Having grown up in Pittsburgh, I know the Fred Rogers story.
WQED Pittsburgh was the first "educational" television station in the U.S. In those early days of television, they had a show called "The Children's Corner" that featured a woman named Josey Carey, who talked to puppets that were worked by a student named Fred Rogers. Josey was a good deal funnier than Fred Rogers, and a little less preachy. But it was on her show that King Friday XIII, X the Owl, Henrietta Pussycat, Lady Elaine and Daniel Striped Tiger made their first appearance. (Hollowfox was a member of Daniel's Tame Tiger Torganization.)
Josey left public television for commercial broadcasting. (I think I still have my Wing Ding membership card.
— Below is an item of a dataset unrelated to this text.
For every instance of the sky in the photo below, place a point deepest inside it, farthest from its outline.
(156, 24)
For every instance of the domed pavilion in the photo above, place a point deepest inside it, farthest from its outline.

Wing Ding was one of her shows.)
Fred Rogers took over the show, eventually, and it became what it was, because he was what he was. Anyone who knew him, and a great many locals did, will tell you. He wasn't acting on that television show. That was what he was like. He and his wife lived, for many years, in a nice house in Squirrel Hill, a Pittsburgh neighborhood near the Universities. He was a member of Sixth Presbyterian Church. People would see him in the grocery store, or at one of the local restaurants and leave him alone. He was well liked, and mourned when he died. His church was sponsoring free concerts in his memory, but the money for them seems to have dried up. Like so many good things.